Holoscan accelerates streaming AI applications by leveraging both hardware and software. The Holoscan SDK relies on multiple core technologies to achieve low latency and high throughput:
The Holoscan Developer Kits can be used along with the NVIDIA Rivermax SDK to provide an extremely efficient network connection using the onboard ConnectX network adapter that is further optimized for GPU workloads by using GPUDirect for RDMA. This technology avoids unnecessary memory copies and CPU overhead by copying data directly to or from pinned GPU memory, and supports both the integrated GPU or the discrete GPU.
NVIDIA is also committed to supporting hardware vendors enable RDMA within their own drivers, an example of which is provided by the AJA Video Systems as part of a partnership with NVIDIA for the Holoscan SDK. The AJASource extension is an example of how the SDK can leverage RDMA.
For more information about GPUDirect RDMA, see the following:
Minimal GPUDirect RDMA Demonstration source code, which provides a real hardware example of using RDMA and includes both kernel drivers and userspace applications for the RHS Research PicoEVB and HiTech Global HTG-K800 FPGA boards.
The Graph Execution Framework (GXF) is a core component of the Holoscan SDK that provides features to execute pipelines of various independent tasks with high performance by minimizing or removing the need to copy data across each block of work, and providing ways to optimize memory allocation.
GXF will be mentioned in many places across this user guide, including a dedicated section which provides more details.
NVIDIA TensorRT is a deep learning inference framework based on CUDA that provided the highest optimizations to run on NVIDIA GPUs, including the Holoscan Developer Kits.
GXF comes with a TensorRT base extension which is extended in the Holoscan SDK: the updated TensorRT extension is able to selectively load a cached TensorRT model based on the system GPU specifications.
Similarly, the new inference module leverages TensorRT and provides the ability to execute multiple inferences in parallel as demonstrated in the MultiAI sample application.
The TensorRT extension will be deprecated in favor of operators leveraging the new inference module in a future release.
OpenGL and Vulkan are commonly used for realtime visualization and, like CUDA, are executed on the GPU. This provides an opportunity for efficient sharing of resources between CUDA and those rendering frameworks.

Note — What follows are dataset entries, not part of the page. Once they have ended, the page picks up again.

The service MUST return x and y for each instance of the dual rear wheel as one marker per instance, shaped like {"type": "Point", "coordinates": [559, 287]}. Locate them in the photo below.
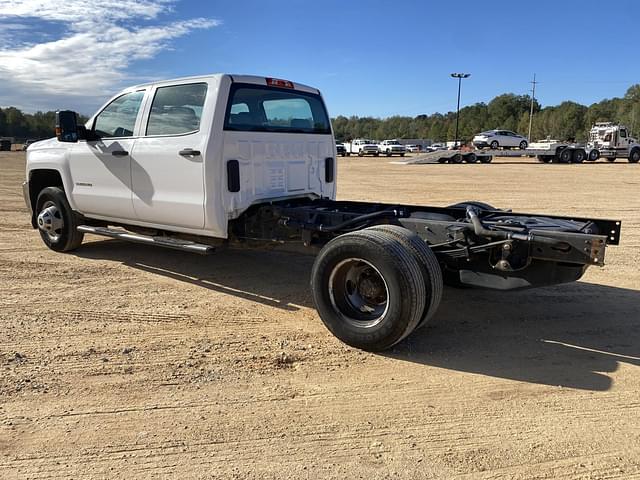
{"type": "Point", "coordinates": [373, 287]}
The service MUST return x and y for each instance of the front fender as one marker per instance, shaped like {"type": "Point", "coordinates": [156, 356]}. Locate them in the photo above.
{"type": "Point", "coordinates": [51, 155]}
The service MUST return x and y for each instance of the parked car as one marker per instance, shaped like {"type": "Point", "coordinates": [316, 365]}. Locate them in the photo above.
{"type": "Point", "coordinates": [391, 147]}
{"type": "Point", "coordinates": [26, 144]}
{"type": "Point", "coordinates": [361, 147]}
{"type": "Point", "coordinates": [500, 138]}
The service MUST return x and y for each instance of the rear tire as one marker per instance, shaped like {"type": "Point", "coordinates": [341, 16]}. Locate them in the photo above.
{"type": "Point", "coordinates": [429, 265]}
{"type": "Point", "coordinates": [57, 222]}
{"type": "Point", "coordinates": [368, 289]}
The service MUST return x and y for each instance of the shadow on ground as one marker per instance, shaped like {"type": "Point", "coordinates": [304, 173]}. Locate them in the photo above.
{"type": "Point", "coordinates": [570, 335]}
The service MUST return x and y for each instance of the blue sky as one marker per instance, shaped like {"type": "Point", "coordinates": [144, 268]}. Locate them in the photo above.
{"type": "Point", "coordinates": [373, 58]}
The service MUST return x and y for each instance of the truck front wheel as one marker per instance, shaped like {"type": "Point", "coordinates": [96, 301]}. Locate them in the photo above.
{"type": "Point", "coordinates": [57, 223]}
{"type": "Point", "coordinates": [368, 289]}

The OpenGL and Segmentation Visualizer extensions use the OpenGL interoperability functions provided by the CUDA runtime API.
The Holoviz module uses the external resource interoperability functions of the low-level CUDA driver application programming interface, the Vulkan external memory and external semaphore extensions.
The OpenGL extension will be deprecated in favor of Vulkan/Holoviz in a future release.
Streaming image processing often requires common 2D operations like resizing, converting bit widths, and changing color formats. NVIDIA has built the CUDA accelerated NVIDIA Performance Primitive Library (NPP) that can help with many of these common transformations. NPP is extensively showcased in the Format Converter extension of the Holoscan SDK.